The U.S. dollar’s downfall has been anticipated by several proponents in 2023. Several believe that de-dollarization could come to fruition sooner or later. Amidst this, it was highlighted that alternative investment methods or currencies could take the front stage. With the decline of the dollar, the common notion is that traditional investment tools like stocks and bonds could underperform. Bitcoin [BTC] and the rest of the crypto market are expected to benefit from the same. However now, another notion was coming to play where shorting the dollar could prove to be detrimental to the digital asset industry.
The de-dollarization initiative put forth by BRICS has led to several members setting up short contracts against the U.S. dollar. Billionaire investor, Stanley Druckenmiller recently revealed that he has shorted the greenback. He was even confident about his bet as he said,
“One area I’m comfortable with is I’m short the U.S. dollar. Currency trends tend to run for two or three years. We have had a long [run] higher.”
This bearish bet on the most powerful currency in the world has led to the formation of a “double bottom” price floor which could lead to a possible short squeeze. Options trading firm, QCP Capital highlighted how this could impact the Bitcoin-led crypto market.
“The biggest obstacle for crypto remains the USD – where we think the market is heavily positioned to the short side and vulnerable to a short squeeze, which could take BTC/ETH and Gold lower in response.”
Furthermore, the dollar index and Bitcoin have typically gone in opposite directions. The king coin and the larger market might be affected by a short squeeze in the dollar given the recent strengthening of their negative association.

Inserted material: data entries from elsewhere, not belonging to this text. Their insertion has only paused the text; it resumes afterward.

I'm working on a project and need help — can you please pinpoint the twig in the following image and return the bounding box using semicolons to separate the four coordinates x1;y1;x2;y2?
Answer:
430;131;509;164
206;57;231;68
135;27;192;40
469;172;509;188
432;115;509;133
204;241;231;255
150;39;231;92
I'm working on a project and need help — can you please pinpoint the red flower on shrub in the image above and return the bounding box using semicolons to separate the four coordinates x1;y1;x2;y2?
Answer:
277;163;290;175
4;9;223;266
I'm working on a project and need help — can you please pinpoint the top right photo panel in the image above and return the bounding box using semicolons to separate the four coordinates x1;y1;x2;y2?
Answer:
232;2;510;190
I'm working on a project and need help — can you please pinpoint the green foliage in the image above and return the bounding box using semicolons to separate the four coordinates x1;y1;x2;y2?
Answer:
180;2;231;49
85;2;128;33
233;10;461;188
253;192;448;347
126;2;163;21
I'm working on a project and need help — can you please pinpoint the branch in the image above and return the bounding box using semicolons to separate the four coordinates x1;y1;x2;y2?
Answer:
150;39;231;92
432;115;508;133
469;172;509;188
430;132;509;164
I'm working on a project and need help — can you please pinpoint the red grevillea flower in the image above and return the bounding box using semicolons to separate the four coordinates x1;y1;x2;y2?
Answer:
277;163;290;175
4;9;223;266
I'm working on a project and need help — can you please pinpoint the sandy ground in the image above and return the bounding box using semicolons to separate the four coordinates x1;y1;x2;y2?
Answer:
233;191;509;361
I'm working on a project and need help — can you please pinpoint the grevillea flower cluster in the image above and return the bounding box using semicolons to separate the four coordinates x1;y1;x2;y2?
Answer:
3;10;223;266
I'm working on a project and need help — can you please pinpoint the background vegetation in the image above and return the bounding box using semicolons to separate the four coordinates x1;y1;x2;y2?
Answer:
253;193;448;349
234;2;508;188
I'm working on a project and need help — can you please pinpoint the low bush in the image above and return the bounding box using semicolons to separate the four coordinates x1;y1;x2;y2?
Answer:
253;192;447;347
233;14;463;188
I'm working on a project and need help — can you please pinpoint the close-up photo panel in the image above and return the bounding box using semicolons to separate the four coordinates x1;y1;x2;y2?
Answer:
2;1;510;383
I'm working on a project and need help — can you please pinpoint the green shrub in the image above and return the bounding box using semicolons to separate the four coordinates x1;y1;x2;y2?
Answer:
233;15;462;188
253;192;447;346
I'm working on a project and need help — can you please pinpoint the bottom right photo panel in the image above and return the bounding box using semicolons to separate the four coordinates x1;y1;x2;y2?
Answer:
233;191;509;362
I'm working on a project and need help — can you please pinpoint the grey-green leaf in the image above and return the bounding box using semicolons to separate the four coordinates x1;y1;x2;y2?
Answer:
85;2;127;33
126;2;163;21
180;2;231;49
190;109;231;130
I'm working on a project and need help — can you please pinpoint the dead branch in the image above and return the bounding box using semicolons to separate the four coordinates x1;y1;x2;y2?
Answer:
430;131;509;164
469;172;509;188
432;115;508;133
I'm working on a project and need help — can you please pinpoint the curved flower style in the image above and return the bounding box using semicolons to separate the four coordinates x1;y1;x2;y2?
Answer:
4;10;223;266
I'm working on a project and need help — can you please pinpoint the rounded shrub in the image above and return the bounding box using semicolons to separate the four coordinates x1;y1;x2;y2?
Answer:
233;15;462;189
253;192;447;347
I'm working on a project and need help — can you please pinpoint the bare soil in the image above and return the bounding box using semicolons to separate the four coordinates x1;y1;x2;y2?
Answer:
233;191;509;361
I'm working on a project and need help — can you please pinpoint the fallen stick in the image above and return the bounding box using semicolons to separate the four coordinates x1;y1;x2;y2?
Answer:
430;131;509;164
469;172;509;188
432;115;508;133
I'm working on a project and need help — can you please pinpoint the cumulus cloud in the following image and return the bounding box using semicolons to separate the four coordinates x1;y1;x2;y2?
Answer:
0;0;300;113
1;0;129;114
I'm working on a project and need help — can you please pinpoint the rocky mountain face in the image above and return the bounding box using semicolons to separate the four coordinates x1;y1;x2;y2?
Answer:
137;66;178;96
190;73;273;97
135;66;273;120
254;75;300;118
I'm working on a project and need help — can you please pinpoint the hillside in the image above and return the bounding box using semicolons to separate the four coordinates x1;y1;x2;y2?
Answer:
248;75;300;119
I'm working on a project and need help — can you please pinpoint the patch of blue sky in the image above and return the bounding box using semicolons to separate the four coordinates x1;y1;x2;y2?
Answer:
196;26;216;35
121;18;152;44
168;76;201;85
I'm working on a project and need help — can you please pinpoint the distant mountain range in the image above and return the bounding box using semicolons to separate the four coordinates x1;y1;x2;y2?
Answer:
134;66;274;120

Here’s how the dollar could avoid a potential short squeeze
Data shows that investors anticipate that the Fed will start cutting rates in July after delivering it’s final 25 basis point rate boost later today. QCP went on to note the factors that could set the stage for a short squeeze. The analysts further stated,
“Looking at the Fed pricing, you can certainly say the pivot is fully priced in. It is the U.S. banking crisis/debt ceiling/recession that is the beta for the USD from here. We believe that the 12% drop in the USD is pricing in the more pessimistic scenarios on these three and which we believe make it ripe for a short-term squeeze.”
Additionally, Druckenmiller also noted how the dollar has dropped by 10% since November 2022. He pointed out that this downturn will continue unless the Fed starts cutting interest rates.